A Fun Diophantine Equation (Not From Harvard 😜)

The following method is easy to remember and works best if a and b are restricted, esp if a, b, are integers >/= 0...
Isolate b so that b = (44 - a²)/(1+2a)
Set >/= 0 and solve the inequality so that a < 6
Now solve for a = 6, 5, 4, 3, 2, 1 . . . making a table is the best way
I got (3, 5) and (2, 8)

I got a merhod for mortals. If you do not see the trick to factorising just solve it
a^2+2ab+b=44
b(2a+1)=44-a^2
b=(-a^2+44)/(2a+1) do long division or factor out
b=(-a^2-1/2a+1/2a+1/4-1/4+44)/(2a+1)
b=-1/2a+1/4+175/(4*(2a+1)) multiply by 4
4b=-(2a-1)+175/(2a+1)
4b+2a-1=175/(2a+1)
And go from there

A slightly different method.
a^2 + 2ab + b = 44
a^2 + b(2a+1) = 44
// 2a+1 is a factor of 4a^2-1 (difference of two squares)
// multiply by 4 and subtract 1
(4a^2-1) + 4b(2a+1) = 175
// extract common factor
(2a+1)(2a + 4b - 1) = 175
// sum of factors = 4a + 4b
// let the factors be p & q
// find a+b directly
a+b = (p+q)/4
The rest follows...

Here's how I proceeded:
largest square number smaller than or equal to 44 is 36 whoose square root is 6 so
let a= 6
a²+2ab +b = 44
36 +12b +b = 44
13b = 8
b = 8/13
(a,b) = (6,8/13)
a+b = 86/13
You can let a = any number less than 6
example
let a= 2
a²+2ab+b = 44
4 +4b+b = 44
5b = 40
b= 8
(a,b) = (2,8)
a+b = 10

a^2 + 2ab + b = 44
(a + b)^2 = b^2 - b + 44
(a + b)^2 = (b - 1/2)^2 - 1/4 + 176/4
(a + b)^2 = (b - 1/2)^2 + 175/4
4(a + b)^2 = (2b - 1)^2 + 175
(2a + 2b)^2 - (2b - 1)^2 = 175
(2a + 1)(2a + 4b - 1) = 5*5*7
a + b = [±44; ±10; ±8]

(a + b)² = 44 - b + b²
Since Left Hand Side (LHS) is a perfect square, it follows RHS must be too, and possibly equal to 0, 4, 9, 16, 25, 36, 49, 64, 81, 100, 121, 144; i.e. k²
Integer solution for b is required for
ķ² - 44 = b(b-1) or product of two consecutive numbers, by inspection we see b = 5, 8..
Thus, (a + b) = 8, 10.. are solutions

a+b=[(2a+1)+(2a+4b-1)]/4 => a+b= (sum of factors)/4= +-8, +-10, +-44
[Where factors are (+-1,+-175), (+-5,+-35), (+-7,+-25)]

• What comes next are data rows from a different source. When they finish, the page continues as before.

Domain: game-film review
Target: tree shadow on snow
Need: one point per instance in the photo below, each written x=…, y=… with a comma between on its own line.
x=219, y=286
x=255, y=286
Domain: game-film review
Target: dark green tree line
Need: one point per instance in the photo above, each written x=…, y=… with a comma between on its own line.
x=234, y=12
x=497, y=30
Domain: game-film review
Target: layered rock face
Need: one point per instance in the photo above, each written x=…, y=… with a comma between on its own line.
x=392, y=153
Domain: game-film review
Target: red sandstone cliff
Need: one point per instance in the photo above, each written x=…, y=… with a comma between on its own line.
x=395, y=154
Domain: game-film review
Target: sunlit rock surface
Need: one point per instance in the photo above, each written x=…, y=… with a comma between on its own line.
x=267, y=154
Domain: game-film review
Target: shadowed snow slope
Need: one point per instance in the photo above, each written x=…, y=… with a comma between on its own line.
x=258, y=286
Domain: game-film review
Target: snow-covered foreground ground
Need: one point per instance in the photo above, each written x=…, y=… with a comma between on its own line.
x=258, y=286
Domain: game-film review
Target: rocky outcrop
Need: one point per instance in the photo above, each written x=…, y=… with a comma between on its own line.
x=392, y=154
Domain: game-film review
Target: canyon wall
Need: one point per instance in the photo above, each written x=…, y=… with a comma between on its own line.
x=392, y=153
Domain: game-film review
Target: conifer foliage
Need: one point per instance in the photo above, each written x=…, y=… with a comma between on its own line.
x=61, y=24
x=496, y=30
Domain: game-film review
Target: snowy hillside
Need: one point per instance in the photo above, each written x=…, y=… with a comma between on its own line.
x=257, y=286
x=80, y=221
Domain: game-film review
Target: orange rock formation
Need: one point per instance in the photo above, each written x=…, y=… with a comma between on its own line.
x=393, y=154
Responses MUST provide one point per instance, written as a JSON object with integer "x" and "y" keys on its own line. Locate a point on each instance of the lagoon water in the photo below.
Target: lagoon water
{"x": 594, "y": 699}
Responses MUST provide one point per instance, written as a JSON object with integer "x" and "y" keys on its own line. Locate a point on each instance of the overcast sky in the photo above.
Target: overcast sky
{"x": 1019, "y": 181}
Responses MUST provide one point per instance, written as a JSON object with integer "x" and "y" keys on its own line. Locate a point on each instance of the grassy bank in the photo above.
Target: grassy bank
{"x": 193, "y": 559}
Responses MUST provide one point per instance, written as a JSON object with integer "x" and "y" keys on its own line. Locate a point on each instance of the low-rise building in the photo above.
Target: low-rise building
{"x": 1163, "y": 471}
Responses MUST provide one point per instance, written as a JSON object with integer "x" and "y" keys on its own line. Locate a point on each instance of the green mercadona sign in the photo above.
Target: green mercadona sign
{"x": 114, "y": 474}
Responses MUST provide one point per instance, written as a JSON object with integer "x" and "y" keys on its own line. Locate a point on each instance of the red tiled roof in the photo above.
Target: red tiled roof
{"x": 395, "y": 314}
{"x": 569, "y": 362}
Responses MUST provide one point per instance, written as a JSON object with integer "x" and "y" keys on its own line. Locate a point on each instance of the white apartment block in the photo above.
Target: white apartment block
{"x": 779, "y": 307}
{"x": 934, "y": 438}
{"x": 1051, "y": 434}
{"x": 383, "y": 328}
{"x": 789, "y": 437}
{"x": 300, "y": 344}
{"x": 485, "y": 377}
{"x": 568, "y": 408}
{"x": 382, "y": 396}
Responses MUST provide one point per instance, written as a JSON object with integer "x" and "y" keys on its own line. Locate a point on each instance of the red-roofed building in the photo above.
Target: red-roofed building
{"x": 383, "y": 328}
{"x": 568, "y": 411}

Or re-arrange to 4(a + b)² - (2b - 1)² = 175 or x² - y² = 175 where x = 2(a + b) and y = (2b - 1)
(x + y)(x - y) = 175 and check for 6 cases: 1•175, 5•35, 7•25, 25•7, 35•5, 175•1 etc

Another commenter worked out (as I did) that you can express b as a function of a thus: b = (44 - a*a)/(2a + 1)... Hence you can work out that a + b = (44 + a*a + a)/(2a + 1). The integer solutions with (a,b) equal to either (2,8) or (3,5) satisfy this formula for a+b .

a = 3, b = 5
9+30+5=44
Answer: 8

I mean, how come common students know the factor of those from those non existing value??? Yeah, assuming they solve lots problem, it's still not explaining how come they know they should multiply first, adding +K-K, and so on. I can make sure of it since not any algebra textbooks have this kind of solution

If only the first equation had b^2 instead b.

3 works. a = 3 and b = 5, for example.

Did you say positive integers?

I plugged in 4 for a and 8 for b, so a+b=4+8=12.

Logarithmic inequalities, please.

😂

a+b=5+4=9 or
a+b=2+8=10.......May be
Explain later...

It is surprising how many really bad maths videos there are on YT.
Here is a systematic approach that is quick short and easy.
See that a must be less than 7.
Try a=6 and you get 13b = 8. No good
Try a = 5 and you get 11b = 19. No good
Try a = 4 and you get 9b = 28. No good
Try a=3 and you get 7b = 35 so b = 5.